The average adult spends about 25 years of his or her lifetime asleep. Let's just let that sink in for a minute before I tell you there was one man in history who forewent all that sleep.
Sobify reported that a Hungarian man named Paul Kern spent 40 years of his life without even once going to sleep until the time he died.
Kern served as a government official on the Eastern Front in World War I in 1915. In the line of duty, he was shot in the head - the bullet piercing through his cranium and causing serious damage to his frontal lobe.
After being rescued, Kern received treatment in Lemberg and regained consciousness after the bullet was removed. From that point on, until his death in 1955, the man did not sleep a wink.

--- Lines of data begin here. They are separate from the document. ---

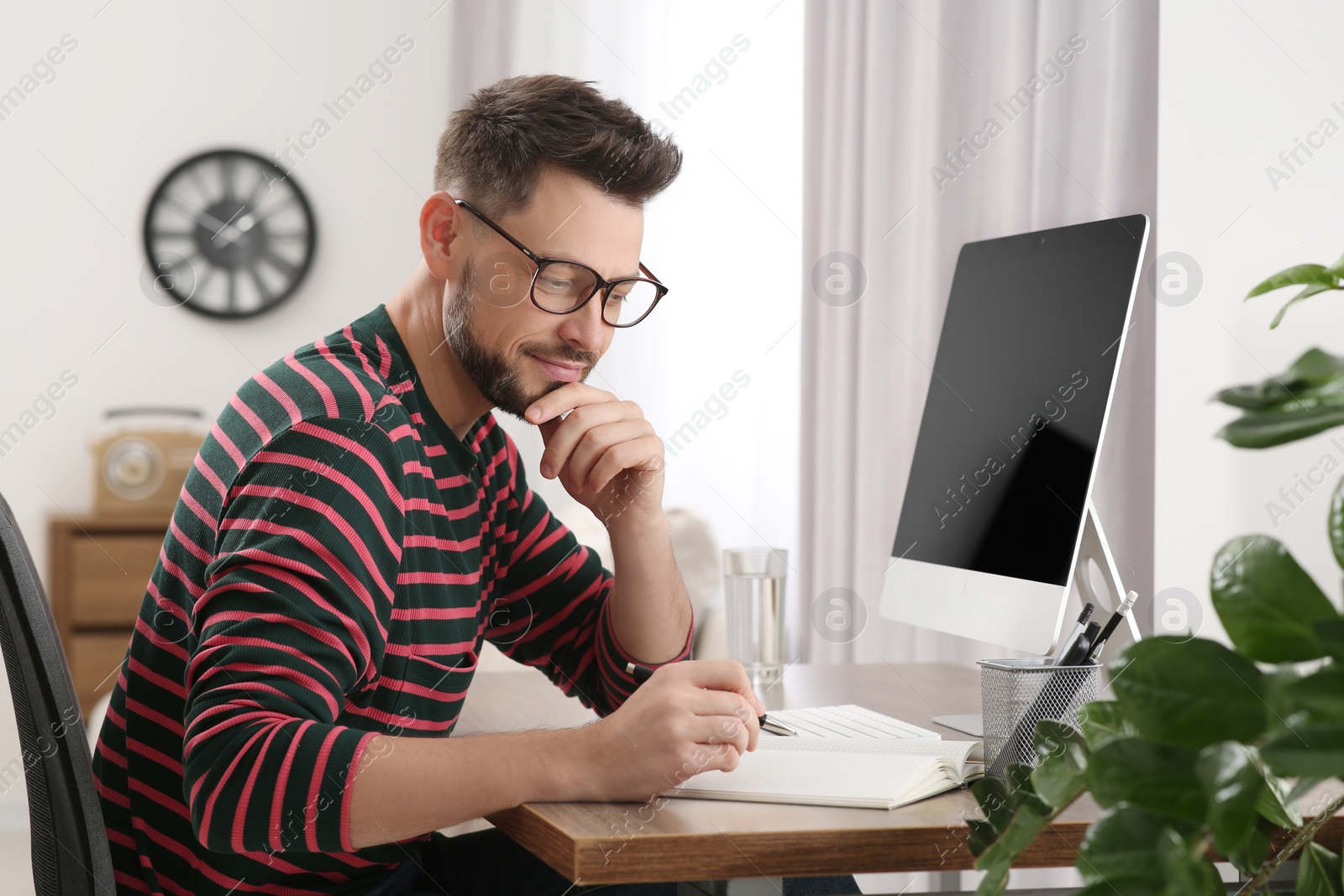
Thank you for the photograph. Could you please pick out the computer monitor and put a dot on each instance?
(1005, 464)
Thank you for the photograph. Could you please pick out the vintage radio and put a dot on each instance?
(141, 458)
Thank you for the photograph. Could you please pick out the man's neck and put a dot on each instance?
(417, 312)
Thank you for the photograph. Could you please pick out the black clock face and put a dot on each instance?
(228, 234)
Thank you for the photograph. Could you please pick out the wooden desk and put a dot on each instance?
(719, 840)
(716, 840)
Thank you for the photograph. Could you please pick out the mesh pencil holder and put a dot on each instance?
(1018, 694)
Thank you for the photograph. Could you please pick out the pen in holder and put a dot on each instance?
(1018, 694)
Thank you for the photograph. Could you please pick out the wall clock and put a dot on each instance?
(228, 234)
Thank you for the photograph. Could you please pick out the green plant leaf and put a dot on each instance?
(1256, 851)
(1189, 694)
(1260, 430)
(1321, 694)
(1102, 721)
(1268, 602)
(1319, 872)
(1296, 275)
(1233, 783)
(1122, 846)
(1061, 772)
(1186, 873)
(1276, 802)
(1149, 775)
(1308, 750)
(1021, 829)
(1316, 378)
(1307, 293)
(1331, 633)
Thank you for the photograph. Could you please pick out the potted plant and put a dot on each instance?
(1206, 750)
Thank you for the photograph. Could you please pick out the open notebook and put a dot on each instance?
(843, 757)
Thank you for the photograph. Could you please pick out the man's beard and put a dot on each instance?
(494, 376)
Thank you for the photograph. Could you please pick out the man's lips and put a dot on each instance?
(559, 371)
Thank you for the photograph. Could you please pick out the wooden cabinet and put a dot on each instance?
(100, 567)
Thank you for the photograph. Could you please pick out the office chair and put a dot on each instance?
(71, 853)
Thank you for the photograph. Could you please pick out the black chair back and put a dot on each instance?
(71, 853)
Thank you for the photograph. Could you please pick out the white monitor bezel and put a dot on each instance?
(996, 609)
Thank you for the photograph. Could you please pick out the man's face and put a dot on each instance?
(512, 351)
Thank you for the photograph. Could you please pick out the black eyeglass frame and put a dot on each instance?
(600, 284)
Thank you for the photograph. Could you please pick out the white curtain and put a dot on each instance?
(889, 89)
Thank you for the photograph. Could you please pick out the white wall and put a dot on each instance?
(1238, 85)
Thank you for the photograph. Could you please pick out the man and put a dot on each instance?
(356, 523)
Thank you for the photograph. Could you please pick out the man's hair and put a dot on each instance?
(496, 147)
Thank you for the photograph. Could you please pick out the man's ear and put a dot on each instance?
(438, 231)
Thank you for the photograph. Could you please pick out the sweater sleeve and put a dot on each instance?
(550, 605)
(293, 617)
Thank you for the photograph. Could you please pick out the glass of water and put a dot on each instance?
(753, 597)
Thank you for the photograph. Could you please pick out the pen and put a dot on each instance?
(642, 674)
(1121, 611)
(1073, 636)
(1081, 647)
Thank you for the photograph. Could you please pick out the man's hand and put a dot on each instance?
(604, 453)
(687, 718)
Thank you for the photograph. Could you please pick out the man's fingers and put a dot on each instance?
(569, 396)
(719, 674)
(727, 705)
(712, 732)
(569, 432)
(606, 450)
(642, 452)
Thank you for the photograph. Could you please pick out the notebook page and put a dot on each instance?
(811, 778)
(848, 720)
(968, 757)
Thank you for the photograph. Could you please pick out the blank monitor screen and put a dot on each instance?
(1019, 391)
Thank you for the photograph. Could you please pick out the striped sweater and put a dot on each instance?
(335, 560)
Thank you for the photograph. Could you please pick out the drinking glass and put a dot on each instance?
(753, 595)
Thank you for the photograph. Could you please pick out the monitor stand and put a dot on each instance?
(1097, 550)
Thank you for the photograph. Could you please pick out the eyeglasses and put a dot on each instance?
(562, 286)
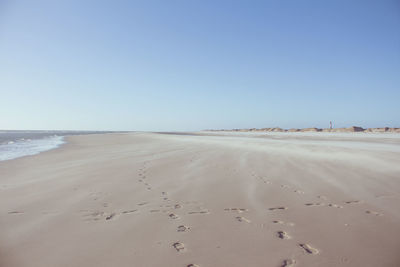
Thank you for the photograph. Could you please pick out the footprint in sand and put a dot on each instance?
(183, 228)
(15, 212)
(128, 211)
(288, 263)
(352, 202)
(335, 206)
(284, 223)
(315, 204)
(278, 208)
(373, 213)
(173, 216)
(154, 211)
(199, 212)
(283, 235)
(238, 210)
(178, 246)
(308, 249)
(111, 216)
(242, 219)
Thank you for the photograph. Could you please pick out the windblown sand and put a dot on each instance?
(147, 199)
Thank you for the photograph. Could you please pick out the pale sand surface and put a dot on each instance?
(120, 199)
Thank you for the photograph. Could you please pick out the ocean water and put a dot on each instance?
(26, 147)
(15, 144)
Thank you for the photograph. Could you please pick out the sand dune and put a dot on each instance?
(148, 199)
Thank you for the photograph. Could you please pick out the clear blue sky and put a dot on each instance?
(191, 65)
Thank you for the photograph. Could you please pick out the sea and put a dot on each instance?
(15, 144)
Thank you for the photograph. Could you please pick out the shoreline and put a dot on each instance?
(120, 199)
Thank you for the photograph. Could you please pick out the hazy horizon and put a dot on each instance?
(188, 65)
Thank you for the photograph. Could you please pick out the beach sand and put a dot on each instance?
(207, 199)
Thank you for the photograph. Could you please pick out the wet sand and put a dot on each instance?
(151, 199)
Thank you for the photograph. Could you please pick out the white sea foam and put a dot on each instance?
(27, 147)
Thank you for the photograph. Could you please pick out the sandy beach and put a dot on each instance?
(204, 199)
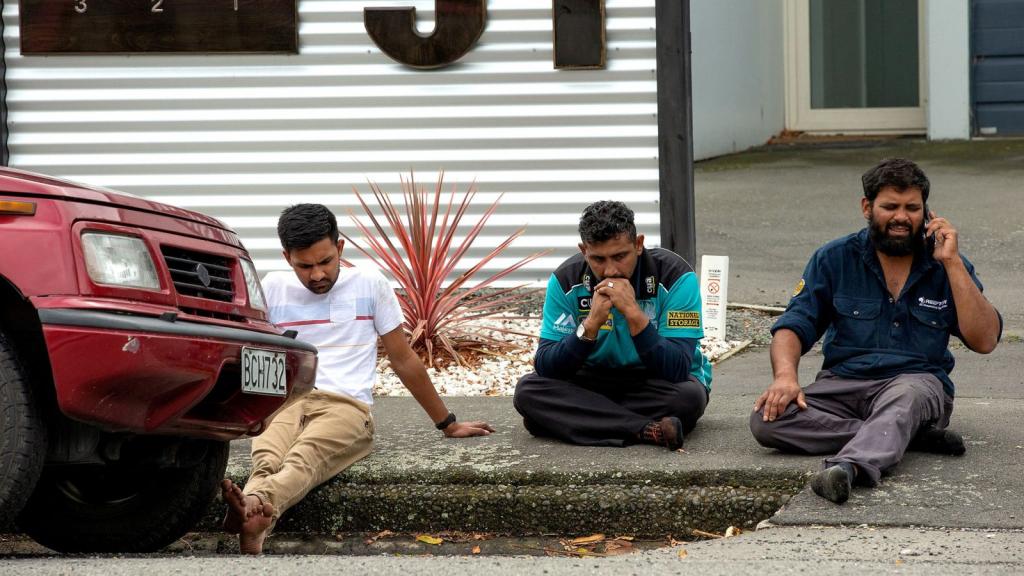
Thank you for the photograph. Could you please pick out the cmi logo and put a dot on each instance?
(565, 324)
(684, 319)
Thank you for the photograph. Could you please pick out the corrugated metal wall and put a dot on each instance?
(242, 136)
(997, 46)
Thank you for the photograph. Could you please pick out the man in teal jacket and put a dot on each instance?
(619, 360)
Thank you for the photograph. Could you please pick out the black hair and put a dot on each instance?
(897, 172)
(302, 225)
(604, 220)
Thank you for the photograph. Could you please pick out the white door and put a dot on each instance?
(855, 66)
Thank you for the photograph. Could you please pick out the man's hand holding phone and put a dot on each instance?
(942, 238)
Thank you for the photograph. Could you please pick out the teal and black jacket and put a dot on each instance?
(668, 348)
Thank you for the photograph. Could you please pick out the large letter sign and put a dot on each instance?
(459, 25)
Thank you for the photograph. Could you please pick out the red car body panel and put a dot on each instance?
(137, 360)
(147, 382)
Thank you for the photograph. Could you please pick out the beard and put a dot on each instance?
(894, 246)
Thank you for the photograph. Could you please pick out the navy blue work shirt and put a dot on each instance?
(868, 333)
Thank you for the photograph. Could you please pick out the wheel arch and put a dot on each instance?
(19, 322)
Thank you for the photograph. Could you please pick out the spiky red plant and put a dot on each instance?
(418, 249)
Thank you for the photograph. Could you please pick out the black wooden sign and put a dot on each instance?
(70, 27)
(580, 39)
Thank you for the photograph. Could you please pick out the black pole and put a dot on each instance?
(4, 133)
(675, 127)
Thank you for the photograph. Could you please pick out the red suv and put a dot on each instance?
(134, 343)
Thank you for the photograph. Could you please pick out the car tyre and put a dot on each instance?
(122, 507)
(23, 435)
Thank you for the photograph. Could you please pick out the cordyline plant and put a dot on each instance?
(418, 249)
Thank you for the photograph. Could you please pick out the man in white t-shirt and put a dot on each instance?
(342, 312)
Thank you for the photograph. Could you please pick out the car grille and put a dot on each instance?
(200, 275)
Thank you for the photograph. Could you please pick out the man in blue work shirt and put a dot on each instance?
(887, 300)
(619, 360)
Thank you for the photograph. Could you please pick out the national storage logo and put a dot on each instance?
(684, 319)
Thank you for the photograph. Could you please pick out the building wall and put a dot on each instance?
(242, 136)
(948, 60)
(738, 77)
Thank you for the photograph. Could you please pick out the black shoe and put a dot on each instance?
(834, 483)
(668, 433)
(938, 441)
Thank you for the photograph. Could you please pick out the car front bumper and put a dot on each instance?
(159, 375)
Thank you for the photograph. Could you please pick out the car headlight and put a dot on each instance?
(120, 260)
(256, 298)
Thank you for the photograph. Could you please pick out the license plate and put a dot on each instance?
(263, 372)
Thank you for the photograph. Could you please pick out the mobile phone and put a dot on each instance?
(928, 238)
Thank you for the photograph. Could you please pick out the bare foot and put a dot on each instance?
(255, 528)
(237, 508)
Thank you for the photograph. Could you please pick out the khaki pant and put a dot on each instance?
(307, 444)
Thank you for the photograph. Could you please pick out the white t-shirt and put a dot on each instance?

The bullet destroyed a part of Kern's frontal lobe as shown in the diagram below.
His curious condition made him the subject of several intense tests by brain and nerve specialists throughout Europe, but none could ever trace the trace just why his body no longer needed sleep.
"From the moment Mr Kern opened his eyes in Lemberg he did not slept; nor, indeed, did he express the slightest desire to do so."
Apart from the occasional headache, Kern's brain mysteriously did not require sleep as an essential form of rest - seeing as his work as a government administrator, which he continued doing after the incident, was never affected.
More than the lack of sleep, he reported that the many hours he spent awake in bed trying to lure sleep in, exhausted him more than staying awake.
Later, Kern began a routine of laying down and closing his eyes for 2 hours every day.
While he was completely alert and responsive during this time, experts think his brain was able to rest sufficiently for him to function seamlessly for the remainder of his active hours.
Pretty bizarre, right? Well, I mean no insensitivity to the tragedy that Paul Kern met, but it would undeniably be a whole other life if we had the choice to forego sleep altogether! Imagine the possibilities!